Comment l’armée est-elle perçue par les Algériens ?

L’armée a globalement toujours eu une image positive en Algérie jusqu’en 1988, date à laquelle elle a tiré sur des manifestants [Appelée en renfort par le gouvernement après des violentes manifestations, l’armée intervient et fait plus de 500 morts, selon le bilan des hôpitaux].

Après ces événements, l’armée a été considérée comme partie prenante du pouvoir et son image a été modifiée. Certains l’ont perçue comme salutaire, considérant que l’armée avait remis de l’ordre dans le pays en écartant les islamistes.
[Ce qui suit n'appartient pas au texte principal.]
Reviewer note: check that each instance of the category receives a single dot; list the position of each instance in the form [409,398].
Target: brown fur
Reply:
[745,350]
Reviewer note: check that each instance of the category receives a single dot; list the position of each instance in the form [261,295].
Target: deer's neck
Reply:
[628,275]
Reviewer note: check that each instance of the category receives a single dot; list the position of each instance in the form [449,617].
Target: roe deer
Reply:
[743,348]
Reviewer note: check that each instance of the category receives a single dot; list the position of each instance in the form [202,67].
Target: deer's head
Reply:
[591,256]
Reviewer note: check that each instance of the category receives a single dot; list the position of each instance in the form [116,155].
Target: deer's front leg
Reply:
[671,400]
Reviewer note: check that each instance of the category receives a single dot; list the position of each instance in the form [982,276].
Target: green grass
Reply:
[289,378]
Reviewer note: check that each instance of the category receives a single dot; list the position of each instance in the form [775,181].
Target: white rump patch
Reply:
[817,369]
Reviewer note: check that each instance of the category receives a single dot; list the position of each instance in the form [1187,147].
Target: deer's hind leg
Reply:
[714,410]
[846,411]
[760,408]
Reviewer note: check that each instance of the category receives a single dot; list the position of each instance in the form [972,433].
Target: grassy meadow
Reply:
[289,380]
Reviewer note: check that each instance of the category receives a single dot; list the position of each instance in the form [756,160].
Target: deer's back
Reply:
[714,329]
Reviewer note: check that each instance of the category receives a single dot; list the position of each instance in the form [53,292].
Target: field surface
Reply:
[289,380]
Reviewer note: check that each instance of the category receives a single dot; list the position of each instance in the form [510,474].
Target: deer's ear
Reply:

D’autres ont considéré l’interruption du processus électorale en 1992 comme un geste de violence politique qui a entraîné le pays dans une guerre civile [l’armée avait annulé le second tour des élections législatives après le succès des islamistes au premier tour].

L’armée est-elle en train de retrouver un rôle majeur ? Quels sont les défis qui l’attendent ?

Majoritairement, pour les Algériens, l’armée va maintenant devoir jouer le rôle de garante de la transition politique, mais sans être l’acteur unique de cette transition. Le problème qui va se poser, c’est : comment l’armée peut-elle être garante de cette transition sans pour autant tirer les ficelles du pouvoir ? C’est là tout l’enjeu.

Soit l’armée prend en compte la détermination de la population et joue le jeu pour garantir cette transition politique, soit elle fait semblant d’ouvrir le système pour mieux se maintenir dans le régime. Mais il y a fort à parier que les Algériens, dans ce contexte, n’accepteront pas cette deuxième option. L’offre que fait le général Salah à la population, c’est se débarrasser de Bouteflika pour mettre en place une vraie transition politique. Car la démission du président, ça n’est pas suffisant pour les Algériens, ce qu’ils veulent, c’est être associés à la prise de décision politique.

L’armée va-t-elle jouer un rôle dans la prochaine élection présidentielle en Algérie ? Le général Ahmed Gaïd Salah pourrait-il présenter sa candidature ?

On ne peut pas encore connaître le rôle que jouera l’armée dans la prochaine présidentielle, la situation change d’un jour à l’autre. Mais ce qui est sûr, c’est que le général Ahmed Gaïd Salah ne pourra pas se présenter, c’est impossible. En revanche, est-ce que l’armée peut se rapprocher, ou même soutenir, un candidat à l’élection présidentielle ? C’est possible, mais c’est encore trop tôt pour le savoir.